キャンドル…
キャンドルって言ったら、冬、12月、Christmas、イルミネーション、エトセトラとなるわけで、発想が貧困で、思い出がいっぱいって言ったらアルバムってくらいなので、、ロウソクって言ってみた、ロウソクって言ったら「チーン、南無南無」で、キャンドルの世界とは掛け離れた。
そして、ゆらゆら揺れる蝋燭の灯りは季節外れの怪談話を思い起こさせる。
その昔、浪人の萩原新三郎という、無口で生真面目な青年がおりました。ある日、新三郎知り合いと梅を見物に出かけ、帰り道飯島平座右衛門という侍の別宅に立ち寄ることになりました、仕官先を求めていた新三郎は、人付き合いは苦手でありましたが、誘われるまま出向きます。
そこで新三郎は「お露」という大層美しい姫御前と年老いたお付きの女中と出逢うのでした。
必然、新三郎とお露は恋仲になり、一目惚れどうしの恋は柔らかな灯籠の炎を薙ぎ倒し 江戸の火事のように燃え上がるのでした。そしてお露は新三郎に「また、お逢い出来ないのであれば死んでしまいます」と告げるのでした、新三郎もまた帰ってからもお露に逢いたい逢いたいと思いましまが、生真面目過ぎて逢いに行くことが出来ないでいました。
それから数カ月、新三郎は先の知り合いからお露が死んだことを知らされます、自分が逢いに行かなかったことを悲観して女中共々死してしまったと聞かされたのでした。
それからというもの、新三郎はお露のために念仏を唱えるだけの毎日を送っていました、一年ほどが過ぎた秋の名月の頃、月を見上げて新三郎が物思いに耽っていると、どこからともなくカランコロンカランコロンと下駄の音が聞こえて来ます、音のする方を見てみますと、牡丹芍薬の灯籠を携えた女中とお露が歩いて来ます、我が目を疑った新三郎でしたが、名月の青く妖しい光が透き通るように青白いお露の細い項から顎にかけ差して俯きかげんのお露の伏し目がちな目元を輝くほど美しく浮き上がらせているのでした。
返す言葉も見つからず、息を呑んだ新三郎は、ただ再会を喜びました。
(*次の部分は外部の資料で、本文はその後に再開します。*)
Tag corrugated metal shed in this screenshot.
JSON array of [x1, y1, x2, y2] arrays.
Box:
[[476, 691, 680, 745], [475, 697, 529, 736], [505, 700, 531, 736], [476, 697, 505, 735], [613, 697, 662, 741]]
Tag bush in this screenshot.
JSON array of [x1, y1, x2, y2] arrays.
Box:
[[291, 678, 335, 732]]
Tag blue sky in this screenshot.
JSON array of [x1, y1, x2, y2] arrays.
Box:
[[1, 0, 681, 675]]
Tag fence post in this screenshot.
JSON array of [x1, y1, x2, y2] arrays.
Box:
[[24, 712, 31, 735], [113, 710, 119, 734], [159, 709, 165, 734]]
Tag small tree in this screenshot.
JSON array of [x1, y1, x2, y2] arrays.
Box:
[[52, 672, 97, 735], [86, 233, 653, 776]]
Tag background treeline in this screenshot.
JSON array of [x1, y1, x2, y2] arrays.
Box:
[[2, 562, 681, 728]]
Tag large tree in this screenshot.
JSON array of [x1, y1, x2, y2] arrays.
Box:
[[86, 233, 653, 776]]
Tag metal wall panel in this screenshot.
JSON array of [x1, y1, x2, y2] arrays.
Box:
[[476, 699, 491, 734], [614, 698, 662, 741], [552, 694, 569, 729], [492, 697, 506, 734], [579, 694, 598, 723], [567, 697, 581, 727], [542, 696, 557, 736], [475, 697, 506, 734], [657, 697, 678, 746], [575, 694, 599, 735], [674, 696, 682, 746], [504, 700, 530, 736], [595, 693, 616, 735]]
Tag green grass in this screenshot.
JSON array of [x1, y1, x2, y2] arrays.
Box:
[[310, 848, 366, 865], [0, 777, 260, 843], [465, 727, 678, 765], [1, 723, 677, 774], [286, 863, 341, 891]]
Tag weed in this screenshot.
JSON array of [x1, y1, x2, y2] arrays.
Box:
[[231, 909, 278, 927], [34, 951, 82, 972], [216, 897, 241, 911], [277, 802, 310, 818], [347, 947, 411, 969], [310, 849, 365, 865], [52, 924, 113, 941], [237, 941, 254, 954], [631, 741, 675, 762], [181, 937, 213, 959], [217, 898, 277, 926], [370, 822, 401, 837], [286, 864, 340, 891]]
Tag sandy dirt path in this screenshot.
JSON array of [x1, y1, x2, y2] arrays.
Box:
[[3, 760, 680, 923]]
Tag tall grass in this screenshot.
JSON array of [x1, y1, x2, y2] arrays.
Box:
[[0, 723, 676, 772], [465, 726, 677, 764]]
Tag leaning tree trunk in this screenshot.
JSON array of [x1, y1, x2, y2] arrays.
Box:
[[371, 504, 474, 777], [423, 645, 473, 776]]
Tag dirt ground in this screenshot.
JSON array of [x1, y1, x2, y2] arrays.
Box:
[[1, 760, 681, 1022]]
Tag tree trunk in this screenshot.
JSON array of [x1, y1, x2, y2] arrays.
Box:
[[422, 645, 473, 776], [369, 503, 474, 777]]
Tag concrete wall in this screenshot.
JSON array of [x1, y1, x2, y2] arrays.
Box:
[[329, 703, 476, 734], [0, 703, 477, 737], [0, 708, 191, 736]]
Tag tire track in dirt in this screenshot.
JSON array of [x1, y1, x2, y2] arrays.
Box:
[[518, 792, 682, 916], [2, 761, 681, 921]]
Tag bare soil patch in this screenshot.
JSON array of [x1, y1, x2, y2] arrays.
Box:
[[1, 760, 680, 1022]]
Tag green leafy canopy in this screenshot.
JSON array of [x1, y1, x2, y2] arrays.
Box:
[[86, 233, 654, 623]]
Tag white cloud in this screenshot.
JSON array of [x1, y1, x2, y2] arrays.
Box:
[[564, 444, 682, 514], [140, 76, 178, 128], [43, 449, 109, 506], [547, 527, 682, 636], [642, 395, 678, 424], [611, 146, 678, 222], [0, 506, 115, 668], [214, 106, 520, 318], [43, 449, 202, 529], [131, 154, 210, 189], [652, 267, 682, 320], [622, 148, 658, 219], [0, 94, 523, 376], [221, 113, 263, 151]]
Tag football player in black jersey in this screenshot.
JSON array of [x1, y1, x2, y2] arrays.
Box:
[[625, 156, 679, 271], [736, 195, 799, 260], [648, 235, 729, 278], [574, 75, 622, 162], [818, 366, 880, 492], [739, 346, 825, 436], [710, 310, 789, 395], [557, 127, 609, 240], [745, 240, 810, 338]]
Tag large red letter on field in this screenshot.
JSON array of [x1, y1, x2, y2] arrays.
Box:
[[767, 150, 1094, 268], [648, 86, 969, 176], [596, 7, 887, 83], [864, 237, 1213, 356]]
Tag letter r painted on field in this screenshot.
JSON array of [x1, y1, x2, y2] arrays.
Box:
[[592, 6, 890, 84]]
次の晩もその次の晩も新三郎とお露の逢瀬は続きました、新三郎は近頃様子がおかしく、日増しに窶れて行く様子でした、それを訝しく思った下男が、ある満月の夜、新三郎の家を覗くと、ハゲ散らかした髑髏が新三郎の首にかじりついているのを、月明かりの下に牡丹芍薬の灯籠の火が映し出しているのを見たのでした。腰を抜かした下男は、日頃新三郎が親しくしている僧侶の元へ相談に行きました、相談を受けた僧侶は新三郎の元を訪ね正気を諭します。
「このままでは、連れてゆかれます」
新三郎は、やっとお露が怨念が変幻した魔物だと気づき、真言般若心経の御札と死霊除けの海音如来像を受けて来たのでした。そして新三郎は家の周りに御札を貼り付け、海音如来像を身に着けて般若心経を唱えるのでした。
何も知らないお露は今夜もやって来ますが、中に入ることが出来ず、外から新三郎の名を呼び御札を剥がしてくれと頼みます。
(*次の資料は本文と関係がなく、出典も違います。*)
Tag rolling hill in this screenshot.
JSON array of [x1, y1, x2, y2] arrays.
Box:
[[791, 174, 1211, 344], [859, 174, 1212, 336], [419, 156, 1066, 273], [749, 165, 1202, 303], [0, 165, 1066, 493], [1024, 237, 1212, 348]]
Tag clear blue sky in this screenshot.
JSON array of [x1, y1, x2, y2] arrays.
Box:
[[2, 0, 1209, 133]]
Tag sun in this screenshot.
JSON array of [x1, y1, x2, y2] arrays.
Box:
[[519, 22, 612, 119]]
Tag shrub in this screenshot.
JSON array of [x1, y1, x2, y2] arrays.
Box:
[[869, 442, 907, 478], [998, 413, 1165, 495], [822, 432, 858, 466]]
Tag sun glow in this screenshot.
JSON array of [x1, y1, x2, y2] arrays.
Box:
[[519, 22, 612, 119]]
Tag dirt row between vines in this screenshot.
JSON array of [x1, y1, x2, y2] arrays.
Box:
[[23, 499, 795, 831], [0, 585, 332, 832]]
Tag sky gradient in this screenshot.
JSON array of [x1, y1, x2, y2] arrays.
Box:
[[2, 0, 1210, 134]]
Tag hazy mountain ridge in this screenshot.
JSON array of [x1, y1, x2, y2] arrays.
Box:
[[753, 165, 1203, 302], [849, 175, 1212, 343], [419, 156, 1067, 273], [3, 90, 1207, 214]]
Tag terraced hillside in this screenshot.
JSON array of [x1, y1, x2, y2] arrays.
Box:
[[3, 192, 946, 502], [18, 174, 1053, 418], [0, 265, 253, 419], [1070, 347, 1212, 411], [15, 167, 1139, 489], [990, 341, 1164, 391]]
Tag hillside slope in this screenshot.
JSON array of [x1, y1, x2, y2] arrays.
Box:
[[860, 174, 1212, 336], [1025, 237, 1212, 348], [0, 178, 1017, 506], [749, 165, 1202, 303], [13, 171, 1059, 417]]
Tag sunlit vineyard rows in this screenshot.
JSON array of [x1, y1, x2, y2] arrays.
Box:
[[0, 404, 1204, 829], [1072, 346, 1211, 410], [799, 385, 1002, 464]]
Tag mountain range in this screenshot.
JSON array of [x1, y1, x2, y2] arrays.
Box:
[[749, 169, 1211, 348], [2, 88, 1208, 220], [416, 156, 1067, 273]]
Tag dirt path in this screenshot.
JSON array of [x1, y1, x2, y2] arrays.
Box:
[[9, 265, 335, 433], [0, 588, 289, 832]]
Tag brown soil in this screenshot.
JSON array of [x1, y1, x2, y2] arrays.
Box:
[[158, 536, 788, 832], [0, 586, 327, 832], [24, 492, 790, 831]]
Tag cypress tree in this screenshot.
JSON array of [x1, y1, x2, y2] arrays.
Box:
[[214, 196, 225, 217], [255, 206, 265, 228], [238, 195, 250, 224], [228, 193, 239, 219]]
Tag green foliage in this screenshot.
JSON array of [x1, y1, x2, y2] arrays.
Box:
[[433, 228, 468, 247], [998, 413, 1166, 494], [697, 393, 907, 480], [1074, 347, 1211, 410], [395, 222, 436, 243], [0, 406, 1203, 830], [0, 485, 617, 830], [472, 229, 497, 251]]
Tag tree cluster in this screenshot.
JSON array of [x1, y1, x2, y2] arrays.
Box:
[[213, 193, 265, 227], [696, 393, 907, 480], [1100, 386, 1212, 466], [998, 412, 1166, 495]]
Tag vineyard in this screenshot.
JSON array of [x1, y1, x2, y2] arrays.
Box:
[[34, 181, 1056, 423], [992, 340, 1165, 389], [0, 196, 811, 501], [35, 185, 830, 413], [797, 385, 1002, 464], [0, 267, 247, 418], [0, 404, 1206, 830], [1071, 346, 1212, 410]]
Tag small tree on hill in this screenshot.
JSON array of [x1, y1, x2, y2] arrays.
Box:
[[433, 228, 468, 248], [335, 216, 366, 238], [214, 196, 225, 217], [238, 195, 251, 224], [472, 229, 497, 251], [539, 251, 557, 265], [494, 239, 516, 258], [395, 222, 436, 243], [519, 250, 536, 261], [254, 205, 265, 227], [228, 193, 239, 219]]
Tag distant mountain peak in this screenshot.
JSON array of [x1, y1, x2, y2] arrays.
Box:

それを見ていた下男は、はじめはお露を怖がっていましたが、お露に寄り添う女中がお金を見せると、御札を剥がす力を貸すと言い、次の日には、御札を剥がし海音如来像も取り替えてしまうのでした。
お露は、ついに新三郎の家に入って行くのでした。
夜が明ける頃、呪いの妖女の手引きをした下男は後ろめたい思いから、僧侶を伴い新三郎の様子を見に行きます、戸を叩いても返事がない新三郎の家に、恐る恐る入ると、新三郎は物凄い形相で虚空を掴みながら息絶えていたのでした、その首元にはハゲ散らかした髑髏がかじりついていました、朝焼けの白い月がかかっていました。
ご存知、日本三大怪談話の「牡丹燈籠」の話は、ざっとこのような風であったかと、いやはや、怨念とは恐ろしいものだと子供心に思ったものでした、欲とは念とは人を醜く変える、何時までも同じ思いにしがみつき壁に向かって子々孫々の歴史の怨みを何方が悪だ正義だとやり合う愚か、そんなものどちらも悪で正しさという怨念に取り憑かれた悲劇と理解せねばならない、そして最後はより多くのものを殺して手を血で真っ赤に汚した者が正義の味方の御託を並べて、ルールは変わるそれが世を照らす灯籠の(キャンドル)の揺らめく炎の中に彩られる物語が世の東西を問わぬ歴史であろう。